Like my thirsty rose bushes, my soul needed water. I needed to let this living water seep deep into my soul soil and nourish my roots. For years, I had only afforded myself quick drinks at the drinking fountain. This summer I drank deeply from the well. I gave myself permission to rest, to run with my Father and spend time investing in my husband and daughters. That nourishing phase was important to helping me recalibrate my heart and all of us to bond as a family.

When September rolled around, our family rhythm changed again. My girls went back to school and for the first time in more than a decade I had at least three full days a week to focus on my writing. For years I had dreamed of this time but it was finally here, and it felt revolutionary somehow. I had the time to work on editing and sending out several of the children’s book manuscripts I had written. I also had brain space to work on a bigger book and bible study project.

One day as I was slipping in our front door, I stopped in my tracks before the rose bushes. Huge pink blooms the size of my 5-year-old’s head were on multiple branches. I had never seen roses this big. We clipped half a dozen to put in a spacious, glass vase on our dining room table – a reminder that God often allows us to bloom in unexpected ways in His perfect timing.

In November, I received an email from a children’s book agent that she was interested in representing my work. Then I heard from another and another agent. After 10 years of receiving rejection letters and wading through the discouragement of having so little time to devote to my writing, I had choices. For such a time as this I am stepping into a new season of writing, publishing and sharing my stories for His glory.

This fall, Shawn and I also signed up to help coach the cross country team at our daughters’ school. We decided this was something we could invest in as a family and could provide a door for us to develop relationships with more families in our school community. Just before Christmas we hosted an end-of-season celebration at our house. As kids jumped on the trampoline in the yard and the kitchen and dining room were spilling with parents and coaches, I felt a deep joy welling up inside. I flushed with the color of this new garden we found ourselves flourishing in.

If I had not gone through the process of pruning, resting and nourishing, I might not have the chance to experience these surprising blooms.

I am returning tonight to the words of John 15, this time in verse 8: “By this my Father is glorified, that you bear much fruit and so prove to be my disciples” (ESV).

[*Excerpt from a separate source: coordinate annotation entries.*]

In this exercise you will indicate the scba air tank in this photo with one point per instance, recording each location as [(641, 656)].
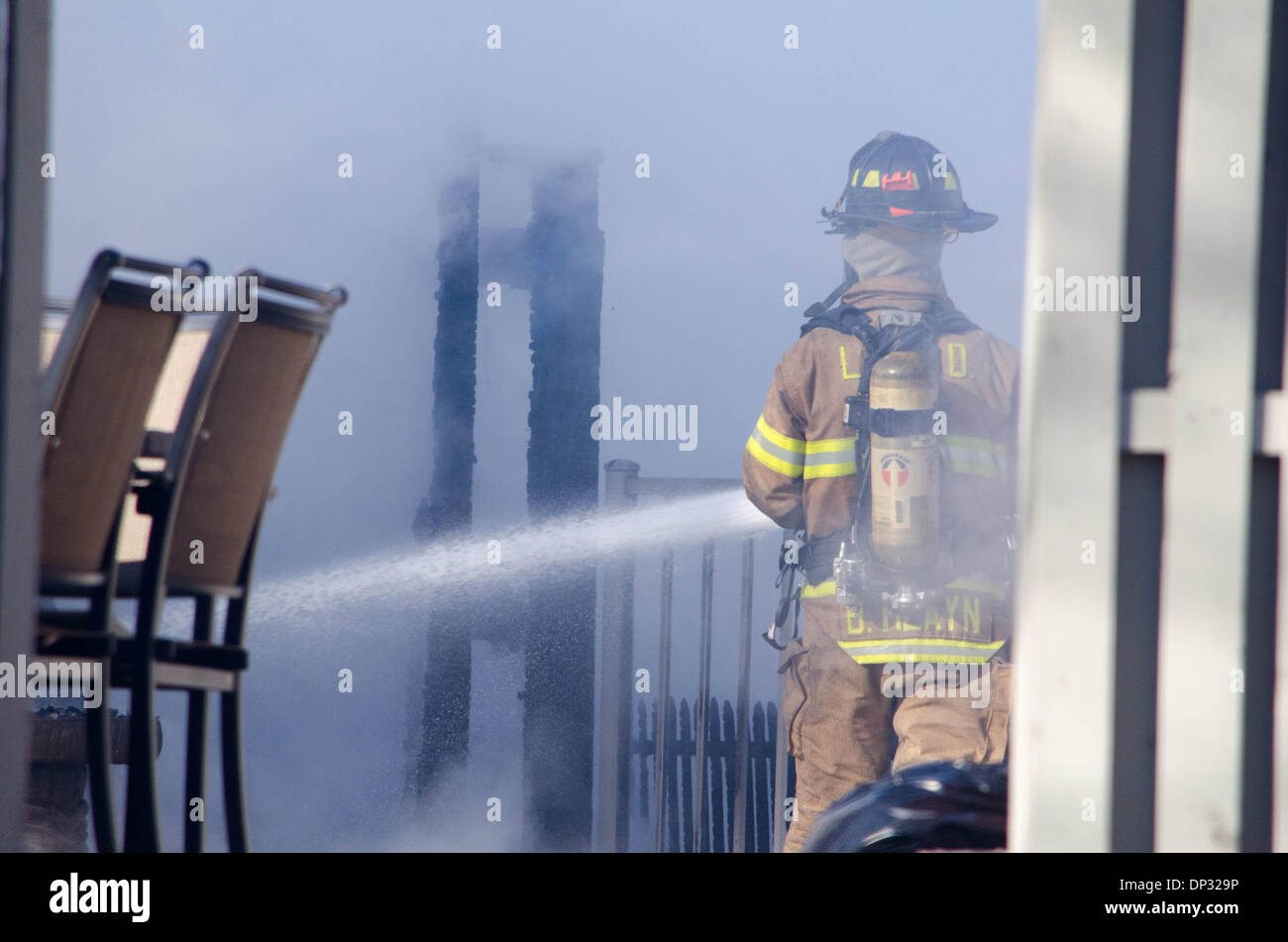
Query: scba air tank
[(905, 460)]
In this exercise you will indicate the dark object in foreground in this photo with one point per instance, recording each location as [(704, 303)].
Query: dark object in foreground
[(939, 805)]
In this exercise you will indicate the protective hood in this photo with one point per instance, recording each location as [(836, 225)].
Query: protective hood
[(901, 253)]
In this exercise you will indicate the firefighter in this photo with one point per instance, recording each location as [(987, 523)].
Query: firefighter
[(902, 202)]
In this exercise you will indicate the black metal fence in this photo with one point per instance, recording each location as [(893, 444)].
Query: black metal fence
[(720, 756), (726, 749)]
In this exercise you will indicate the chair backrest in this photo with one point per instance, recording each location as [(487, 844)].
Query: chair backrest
[(97, 390), (257, 369)]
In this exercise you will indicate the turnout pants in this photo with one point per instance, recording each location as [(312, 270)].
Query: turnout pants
[(838, 718)]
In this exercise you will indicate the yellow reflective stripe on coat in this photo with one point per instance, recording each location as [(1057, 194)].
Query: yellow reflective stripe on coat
[(829, 459), (966, 455), (982, 585), (822, 590), (940, 650), (776, 451)]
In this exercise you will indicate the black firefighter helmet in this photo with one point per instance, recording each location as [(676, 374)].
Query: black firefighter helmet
[(907, 181)]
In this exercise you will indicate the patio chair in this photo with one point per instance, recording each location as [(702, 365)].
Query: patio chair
[(94, 398), (210, 494)]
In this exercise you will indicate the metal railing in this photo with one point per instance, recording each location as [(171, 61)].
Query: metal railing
[(621, 490)]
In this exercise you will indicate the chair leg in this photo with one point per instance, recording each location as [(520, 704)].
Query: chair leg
[(230, 730), (142, 831), (194, 817), (235, 796), (98, 735)]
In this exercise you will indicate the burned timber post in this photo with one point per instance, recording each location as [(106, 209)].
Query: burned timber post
[(559, 259), (567, 253), (447, 511)]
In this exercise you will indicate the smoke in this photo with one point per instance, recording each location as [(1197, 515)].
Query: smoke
[(415, 577)]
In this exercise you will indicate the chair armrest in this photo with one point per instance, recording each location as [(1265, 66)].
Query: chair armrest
[(156, 444)]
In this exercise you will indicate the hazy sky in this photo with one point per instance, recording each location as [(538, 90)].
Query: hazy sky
[(231, 152)]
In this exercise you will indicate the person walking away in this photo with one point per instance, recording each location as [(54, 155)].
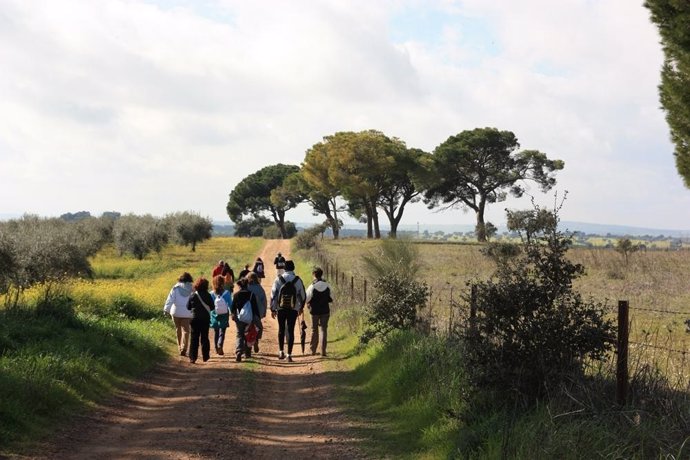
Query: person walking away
[(261, 300), (220, 315), (259, 269), (176, 307), (218, 269), (287, 300), (239, 300), (279, 262), (200, 304), (228, 276), (318, 302)]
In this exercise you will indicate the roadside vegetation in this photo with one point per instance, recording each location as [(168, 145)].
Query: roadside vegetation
[(431, 391), (67, 342)]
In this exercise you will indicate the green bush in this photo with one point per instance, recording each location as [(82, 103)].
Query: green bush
[(394, 307)]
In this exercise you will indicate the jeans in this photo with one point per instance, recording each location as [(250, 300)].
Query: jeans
[(219, 336), (200, 332), (286, 328), (182, 328), (319, 322)]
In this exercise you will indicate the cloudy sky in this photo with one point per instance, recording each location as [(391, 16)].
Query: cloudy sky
[(163, 106)]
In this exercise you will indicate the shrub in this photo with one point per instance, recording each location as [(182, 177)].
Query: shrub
[(35, 251), (531, 328), (395, 306)]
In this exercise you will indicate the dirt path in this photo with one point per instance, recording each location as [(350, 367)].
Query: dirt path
[(221, 409)]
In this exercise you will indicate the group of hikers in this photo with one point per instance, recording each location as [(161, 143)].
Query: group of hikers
[(196, 307)]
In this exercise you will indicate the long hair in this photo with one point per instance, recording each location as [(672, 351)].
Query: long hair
[(218, 284), (201, 284)]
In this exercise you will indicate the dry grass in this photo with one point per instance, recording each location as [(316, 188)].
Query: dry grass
[(656, 284)]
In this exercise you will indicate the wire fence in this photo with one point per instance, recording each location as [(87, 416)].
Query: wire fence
[(450, 307)]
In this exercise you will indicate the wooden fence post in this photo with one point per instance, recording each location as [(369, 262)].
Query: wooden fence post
[(473, 306), (450, 314), (622, 353)]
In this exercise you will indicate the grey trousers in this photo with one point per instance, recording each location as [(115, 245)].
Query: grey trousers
[(319, 332)]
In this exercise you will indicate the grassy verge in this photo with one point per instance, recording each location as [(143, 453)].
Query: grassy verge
[(410, 397), (60, 355), (55, 365)]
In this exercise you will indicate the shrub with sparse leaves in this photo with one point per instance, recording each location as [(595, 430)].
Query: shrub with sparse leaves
[(395, 306), (531, 327)]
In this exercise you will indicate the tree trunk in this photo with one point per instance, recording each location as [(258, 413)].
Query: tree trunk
[(375, 217), (335, 228), (481, 229), (279, 217)]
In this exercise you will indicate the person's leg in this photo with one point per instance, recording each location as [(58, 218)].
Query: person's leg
[(205, 343), (313, 344), (282, 322), (290, 332), (239, 340), (186, 327), (259, 332), (220, 341), (194, 345), (216, 334), (323, 323), (178, 330)]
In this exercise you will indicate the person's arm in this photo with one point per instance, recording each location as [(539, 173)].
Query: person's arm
[(310, 293), (169, 301), (301, 295)]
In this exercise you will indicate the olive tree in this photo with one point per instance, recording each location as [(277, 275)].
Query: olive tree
[(139, 235)]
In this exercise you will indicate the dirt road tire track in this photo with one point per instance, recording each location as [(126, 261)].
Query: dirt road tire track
[(219, 409)]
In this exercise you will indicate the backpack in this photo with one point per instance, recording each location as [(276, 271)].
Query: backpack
[(250, 334), (287, 295), (221, 305), (246, 315)]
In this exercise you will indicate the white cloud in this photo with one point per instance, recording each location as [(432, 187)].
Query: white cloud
[(145, 107)]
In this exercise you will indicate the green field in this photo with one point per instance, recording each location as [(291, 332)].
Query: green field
[(60, 356)]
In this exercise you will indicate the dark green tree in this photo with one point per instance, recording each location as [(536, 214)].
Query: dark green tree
[(673, 19), (254, 226), (479, 167), (398, 187), (252, 196), (532, 330)]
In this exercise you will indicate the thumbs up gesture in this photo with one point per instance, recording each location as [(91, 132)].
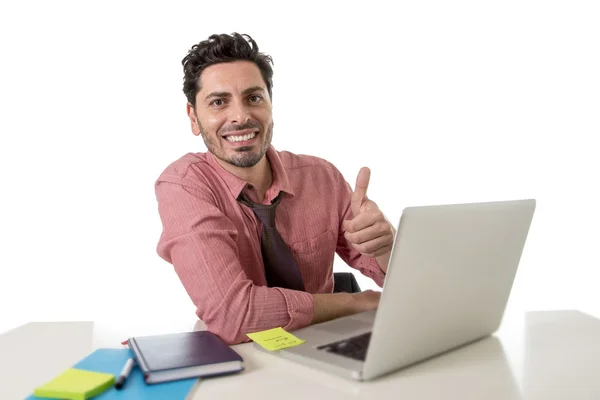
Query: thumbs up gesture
[(369, 232)]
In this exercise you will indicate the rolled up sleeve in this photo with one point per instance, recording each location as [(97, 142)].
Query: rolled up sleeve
[(200, 242)]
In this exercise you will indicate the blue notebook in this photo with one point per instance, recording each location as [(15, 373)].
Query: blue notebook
[(112, 361)]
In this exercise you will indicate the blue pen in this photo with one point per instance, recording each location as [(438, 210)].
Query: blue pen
[(125, 373)]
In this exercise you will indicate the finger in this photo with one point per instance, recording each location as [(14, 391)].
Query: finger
[(375, 247), (360, 190), (364, 220), (370, 233)]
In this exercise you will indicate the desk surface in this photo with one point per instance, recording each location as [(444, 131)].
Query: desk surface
[(537, 355)]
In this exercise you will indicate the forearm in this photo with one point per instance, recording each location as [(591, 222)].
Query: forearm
[(336, 305)]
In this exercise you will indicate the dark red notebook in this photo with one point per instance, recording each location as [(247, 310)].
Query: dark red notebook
[(164, 358)]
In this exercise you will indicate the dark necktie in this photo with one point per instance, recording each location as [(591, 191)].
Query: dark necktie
[(281, 269)]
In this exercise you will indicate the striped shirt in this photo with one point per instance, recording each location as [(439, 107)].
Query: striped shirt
[(213, 242)]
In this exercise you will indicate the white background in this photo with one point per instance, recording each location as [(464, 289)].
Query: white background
[(445, 101)]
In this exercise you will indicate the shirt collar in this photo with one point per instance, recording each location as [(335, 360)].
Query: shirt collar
[(236, 185)]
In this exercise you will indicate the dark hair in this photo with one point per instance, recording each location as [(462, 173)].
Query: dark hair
[(222, 49)]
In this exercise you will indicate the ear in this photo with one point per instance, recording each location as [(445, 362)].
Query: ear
[(195, 124)]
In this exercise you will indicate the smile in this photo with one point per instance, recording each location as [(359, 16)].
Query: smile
[(240, 138)]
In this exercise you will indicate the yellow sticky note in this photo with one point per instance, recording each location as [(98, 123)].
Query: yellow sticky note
[(75, 384), (275, 339)]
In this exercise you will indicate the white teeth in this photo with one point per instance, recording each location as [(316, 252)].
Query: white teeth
[(241, 138)]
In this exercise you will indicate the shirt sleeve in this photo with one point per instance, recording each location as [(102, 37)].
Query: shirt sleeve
[(367, 266), (200, 242)]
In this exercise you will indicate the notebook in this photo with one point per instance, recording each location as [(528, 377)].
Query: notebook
[(169, 357), (111, 361), (76, 384)]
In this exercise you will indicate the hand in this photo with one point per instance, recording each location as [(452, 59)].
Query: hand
[(367, 300), (368, 232)]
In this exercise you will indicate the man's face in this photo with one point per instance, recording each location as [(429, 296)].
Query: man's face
[(233, 113)]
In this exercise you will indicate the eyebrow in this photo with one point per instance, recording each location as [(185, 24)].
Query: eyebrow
[(227, 94)]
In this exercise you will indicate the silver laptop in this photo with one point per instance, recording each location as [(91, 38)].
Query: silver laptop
[(449, 278)]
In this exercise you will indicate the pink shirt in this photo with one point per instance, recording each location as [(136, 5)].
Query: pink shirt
[(213, 242)]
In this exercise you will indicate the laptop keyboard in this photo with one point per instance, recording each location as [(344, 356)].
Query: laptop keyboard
[(354, 347)]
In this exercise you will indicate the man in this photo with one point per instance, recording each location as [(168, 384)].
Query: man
[(210, 205)]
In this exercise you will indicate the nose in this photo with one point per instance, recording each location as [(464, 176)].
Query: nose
[(240, 113)]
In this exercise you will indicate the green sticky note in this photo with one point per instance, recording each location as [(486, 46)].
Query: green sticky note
[(75, 384), (275, 339)]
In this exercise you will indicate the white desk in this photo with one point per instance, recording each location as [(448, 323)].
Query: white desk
[(538, 355)]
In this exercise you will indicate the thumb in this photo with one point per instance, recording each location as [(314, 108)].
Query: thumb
[(359, 196)]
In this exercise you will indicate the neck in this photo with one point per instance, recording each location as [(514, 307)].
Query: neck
[(259, 175)]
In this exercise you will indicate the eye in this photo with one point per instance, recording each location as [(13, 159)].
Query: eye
[(217, 102), (255, 98)]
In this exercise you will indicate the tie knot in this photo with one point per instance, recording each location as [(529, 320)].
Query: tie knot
[(264, 212)]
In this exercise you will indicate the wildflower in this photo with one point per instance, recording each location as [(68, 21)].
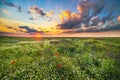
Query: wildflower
[(13, 62), (59, 65), (110, 45), (57, 54)]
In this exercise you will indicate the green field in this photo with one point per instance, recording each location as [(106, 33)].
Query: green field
[(59, 59)]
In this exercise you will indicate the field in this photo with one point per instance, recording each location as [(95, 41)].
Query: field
[(59, 59)]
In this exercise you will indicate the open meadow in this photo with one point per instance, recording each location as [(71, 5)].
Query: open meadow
[(59, 58)]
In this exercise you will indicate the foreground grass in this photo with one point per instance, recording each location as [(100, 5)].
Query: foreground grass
[(60, 59)]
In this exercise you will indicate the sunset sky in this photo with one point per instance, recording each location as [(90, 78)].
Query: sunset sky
[(21, 16)]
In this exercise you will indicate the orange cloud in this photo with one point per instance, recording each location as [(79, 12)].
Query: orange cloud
[(5, 12), (118, 18)]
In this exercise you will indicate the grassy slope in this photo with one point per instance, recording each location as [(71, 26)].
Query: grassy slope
[(60, 59)]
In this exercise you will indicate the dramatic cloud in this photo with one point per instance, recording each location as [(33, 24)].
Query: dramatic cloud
[(29, 30), (10, 4), (88, 16), (35, 11), (68, 19), (5, 12)]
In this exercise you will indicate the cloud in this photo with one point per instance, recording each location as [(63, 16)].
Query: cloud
[(10, 4), (5, 12), (35, 11), (29, 30), (88, 15)]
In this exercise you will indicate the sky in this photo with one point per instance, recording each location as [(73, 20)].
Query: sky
[(57, 16)]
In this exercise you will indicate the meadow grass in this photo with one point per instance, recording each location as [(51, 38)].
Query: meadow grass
[(59, 59)]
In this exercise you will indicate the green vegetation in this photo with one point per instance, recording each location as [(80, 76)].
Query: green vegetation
[(60, 59)]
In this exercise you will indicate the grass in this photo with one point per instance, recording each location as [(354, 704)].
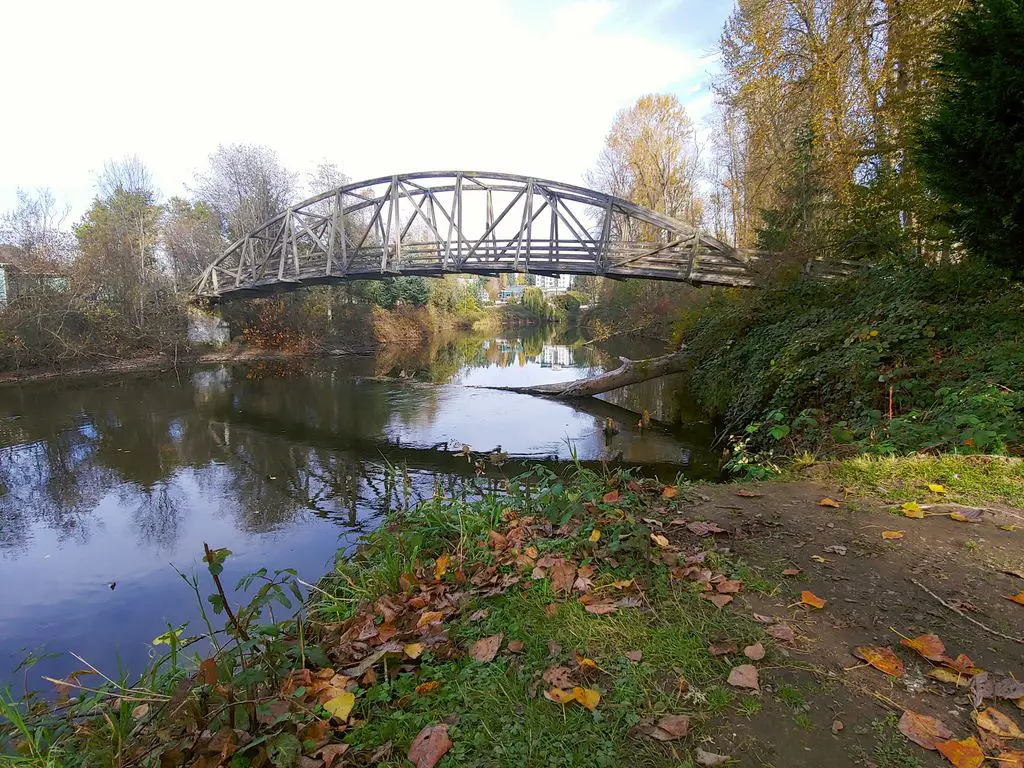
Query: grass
[(970, 480)]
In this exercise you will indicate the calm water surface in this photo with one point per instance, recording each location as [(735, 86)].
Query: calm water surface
[(105, 483)]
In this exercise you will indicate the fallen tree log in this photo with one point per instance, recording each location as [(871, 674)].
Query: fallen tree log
[(631, 372)]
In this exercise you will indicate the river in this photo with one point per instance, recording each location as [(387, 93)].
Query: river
[(108, 482)]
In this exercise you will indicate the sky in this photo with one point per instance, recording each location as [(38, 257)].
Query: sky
[(375, 86)]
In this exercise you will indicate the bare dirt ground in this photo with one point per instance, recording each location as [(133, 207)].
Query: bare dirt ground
[(822, 707)]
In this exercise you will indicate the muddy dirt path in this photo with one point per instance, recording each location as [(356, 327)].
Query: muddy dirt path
[(822, 707)]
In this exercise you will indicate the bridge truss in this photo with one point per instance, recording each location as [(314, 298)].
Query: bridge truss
[(438, 222)]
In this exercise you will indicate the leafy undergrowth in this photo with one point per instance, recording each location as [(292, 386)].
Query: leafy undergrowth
[(551, 625), (965, 479), (902, 356)]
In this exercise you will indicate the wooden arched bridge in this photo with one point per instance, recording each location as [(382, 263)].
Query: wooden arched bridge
[(436, 222)]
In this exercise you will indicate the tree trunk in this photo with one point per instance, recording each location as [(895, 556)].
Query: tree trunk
[(631, 372)]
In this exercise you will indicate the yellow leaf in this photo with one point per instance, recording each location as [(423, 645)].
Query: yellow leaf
[(809, 598), (589, 697), (413, 650), (440, 566), (659, 540), (340, 706), (913, 510), (558, 695)]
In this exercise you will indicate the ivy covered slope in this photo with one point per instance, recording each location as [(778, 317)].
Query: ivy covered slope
[(899, 357)]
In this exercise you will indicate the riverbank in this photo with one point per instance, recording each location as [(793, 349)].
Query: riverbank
[(604, 619)]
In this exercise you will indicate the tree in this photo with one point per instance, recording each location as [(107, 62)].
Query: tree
[(245, 184), (33, 230), (192, 240), (651, 158), (972, 142)]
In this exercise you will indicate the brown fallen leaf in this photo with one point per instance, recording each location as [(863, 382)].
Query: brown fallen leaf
[(562, 576), (720, 600), (486, 648), (781, 632), (722, 649), (755, 652), (964, 754), (929, 646), (744, 676), (924, 730), (995, 722), (710, 759), (429, 747), (809, 598), (671, 727), (881, 658)]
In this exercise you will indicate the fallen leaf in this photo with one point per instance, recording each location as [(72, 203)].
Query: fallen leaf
[(559, 695), (429, 747), (744, 676), (485, 649), (948, 676), (562, 576), (711, 759), (340, 706), (429, 616), (929, 646), (440, 566), (671, 727), (881, 658), (1013, 759), (994, 721), (330, 753), (720, 600), (809, 598), (781, 632), (588, 697), (722, 649), (965, 754), (924, 730), (413, 650), (659, 540), (913, 511)]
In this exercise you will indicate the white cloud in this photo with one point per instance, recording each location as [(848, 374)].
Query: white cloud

In a year’s time God has taught me much about the process of flourishing. I cannot become a flourishing garden overnight. In fact, I have to prepare myself to be pruned in every area at one time or another. And most importantly, I need to cultivate my time to have space to help others flourish so my Father – the Master Gardener – can be glorified. I know the process of flourishing will circle back around. He will continue to ask me to prune, rest, nourish and bloom in various seasons.

I am looking to 2017 with expectancy.  My One Word chosen for 2017 is BEHOLD. This word has allured me for a few months now. I believe it is about BEing, pausing and living present in His presence. I know it’s about allowing Him to HOLD me close, to hold still and to savor each moment. I’ve already started a treasure hunt through the Bible. I’ve discovered that word BEHOLD is used in many ways. Most prominently, it’s used as a call to fix our eyes upon, to observe with care, and to reflect God’s glory. Sounds like the perfect banner to hold boldly overhead as I enter into 2017.